Au Québec, un Rapport spécial du protecteur du citoyen amène des recommandations afin de contrer le manque de confiance du public envers les enquêtes ainsi qu’à apporter de la crédibilité à celles-ci. Ayant, de près, les mêmes procédures que la province de l’Alberta lors de situations semblables, ce rapport affirme qu’il doit y avoir des balises qui encadrent et qui rendent l’enquête plus formelle. Les méthodes d’enquête devraient être les mêmes pour chaque enquête, et ce, à travers le pays. Pour le public, être en mesure de comprendre le processus de celles-ci et amener l’uniformisation de ces procédures amène à accorder leur confiance et ainsi s’assurer d’une décision équitable. Contrairement aux autres provinces, l’Ontario a établi un cadre strict contenant des réglementations ainsi que des obligations lors de pareilles enquêtes. Les procédures deviennent légales et ainsi chaque dérogation du cadre devient une infraction.

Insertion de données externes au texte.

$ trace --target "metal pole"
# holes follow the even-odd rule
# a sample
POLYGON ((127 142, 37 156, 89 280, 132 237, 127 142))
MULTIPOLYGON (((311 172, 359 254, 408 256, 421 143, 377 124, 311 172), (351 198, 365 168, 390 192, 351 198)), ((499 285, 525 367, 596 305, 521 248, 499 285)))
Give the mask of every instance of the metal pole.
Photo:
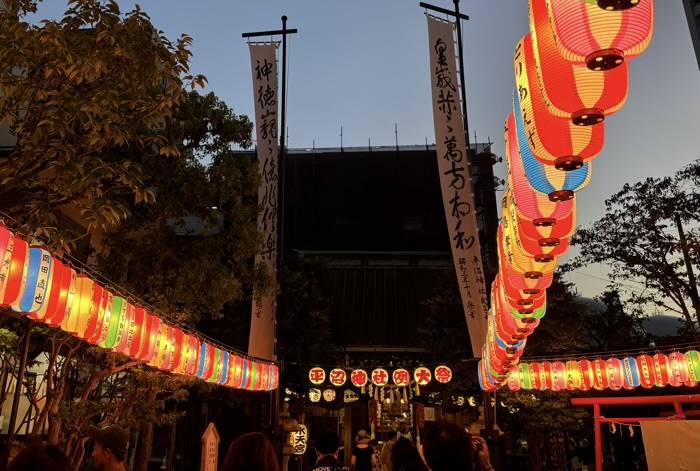
MULTIPOLYGON (((467 161, 471 164, 469 150, 469 119, 467 117, 467 83, 464 81, 464 47, 462 46, 462 20, 459 17, 459 0, 455 2, 455 23, 457 23, 457 47, 459 51, 459 83, 462 85, 462 115, 464 116, 464 142, 467 145, 467 161)), ((471 171, 471 168, 470 168, 471 171)), ((473 188, 472 188, 473 191, 473 188)))
MULTIPOLYGON (((683 231, 683 225, 681 224, 681 215, 676 214, 676 226, 678 227, 678 237, 681 241, 681 249, 683 250, 683 258, 685 259, 685 268, 688 270, 688 282, 690 288, 688 293, 690 294, 690 300, 693 302, 693 309, 695 309, 695 316, 698 322, 700 322, 700 296, 698 296, 698 285, 695 280, 695 273, 693 273, 693 264, 690 262, 690 254, 688 253, 688 243, 685 240, 685 232, 683 231)), ((690 327, 695 331, 695 328, 691 324, 690 327)))
POLYGON ((593 420, 595 421, 595 469, 603 471, 603 428, 600 424, 600 404, 593 404, 593 420))
MULTIPOLYGON (((12 450, 12 442, 15 439, 15 427, 17 425, 17 410, 19 409, 19 400, 22 397, 22 383, 24 382, 24 370, 27 369, 27 355, 29 354, 29 342, 32 334, 32 321, 27 319, 27 331, 24 334, 24 345, 22 346, 22 357, 19 361, 19 372, 17 373, 17 384, 15 386, 15 395, 12 398, 12 412, 10 412, 10 425, 7 432, 8 452, 5 459, 9 458, 12 450)), ((7 466, 7 462, 2 463, 3 469, 7 466)))

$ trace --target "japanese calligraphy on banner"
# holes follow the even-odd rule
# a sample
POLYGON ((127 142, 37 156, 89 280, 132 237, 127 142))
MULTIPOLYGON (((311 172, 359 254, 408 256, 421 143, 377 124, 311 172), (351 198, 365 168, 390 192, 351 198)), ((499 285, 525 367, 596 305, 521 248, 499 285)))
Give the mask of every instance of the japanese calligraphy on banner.
POLYGON ((478 357, 486 340, 488 305, 457 81, 454 24, 426 16, 440 187, 472 351, 478 357))
MULTIPOLYGON (((279 43, 251 43, 250 61, 253 69, 255 97, 255 132, 258 144, 260 189, 258 204, 258 231, 263 235, 256 266, 264 264, 268 273, 277 270, 277 192, 279 153, 277 144, 277 47, 279 43)), ((274 293, 262 298, 253 296, 248 354, 265 360, 274 360, 275 332, 274 293)))

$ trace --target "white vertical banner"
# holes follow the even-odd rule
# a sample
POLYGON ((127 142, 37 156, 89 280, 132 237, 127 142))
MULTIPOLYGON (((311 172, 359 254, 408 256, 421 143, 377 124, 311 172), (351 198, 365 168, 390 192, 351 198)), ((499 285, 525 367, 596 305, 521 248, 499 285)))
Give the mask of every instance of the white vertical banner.
MULTIPOLYGON (((250 43, 255 97, 255 133, 258 148, 260 189, 258 231, 263 236, 255 265, 264 264, 268 273, 277 274, 277 214, 279 150, 277 143, 279 98, 277 87, 278 42, 250 43)), ((253 295, 248 354, 255 358, 275 360, 275 293, 262 298, 253 295)))
POLYGON ((488 304, 457 80, 455 25, 426 16, 442 200, 472 351, 474 357, 480 357, 488 326, 488 304))

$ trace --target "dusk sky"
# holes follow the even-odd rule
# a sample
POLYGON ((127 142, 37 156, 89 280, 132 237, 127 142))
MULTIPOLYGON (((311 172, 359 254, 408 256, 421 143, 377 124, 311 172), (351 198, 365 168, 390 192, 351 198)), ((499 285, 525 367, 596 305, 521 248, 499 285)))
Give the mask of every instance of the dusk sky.
MULTIPOLYGON (((56 18, 65 0, 46 0, 39 17, 56 18)), ((119 2, 124 11, 134 2, 119 2)), ((171 39, 194 38, 191 68, 236 113, 253 117, 252 79, 241 33, 281 29, 289 17, 288 130, 290 147, 346 147, 434 142, 428 38, 424 10, 408 0, 142 0, 171 39)), ((448 0, 434 5, 452 8, 448 0)), ((577 195, 578 221, 604 211, 604 200, 626 182, 664 176, 700 158, 700 71, 681 0, 656 0, 651 45, 630 63, 625 107, 606 120, 606 144, 593 179, 577 195)), ((528 32, 527 0, 460 4, 469 124, 503 156, 503 123, 511 112, 513 50, 528 32)), ((502 177, 505 163, 496 168, 502 177)), ((416 178, 422 176, 416 175, 416 178)), ((499 198, 501 193, 499 193, 499 198)), ((560 262, 566 261, 562 257, 560 262)), ((594 296, 607 284, 589 267, 571 280, 594 296)))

Les mesures de l’Ontario seraient-elles des solutions pour les autres provinces? Effectivement, il serait important d’encadrer les procédures d’enquête afin d’assurer l’impartialité et ainsi arriver à un verdict juste de la situation. Concernant le pouvoir discrétionnaire des policiers au niveau de la violence utilisée, il est évident qu’ils doivent le conserver. Ils ont été formés à ces fins et parfois la rapidité de l’action nous amène à faire des erreurs. Est-ce qu’il y a réellement une solution afin de diminuer ce type de situation?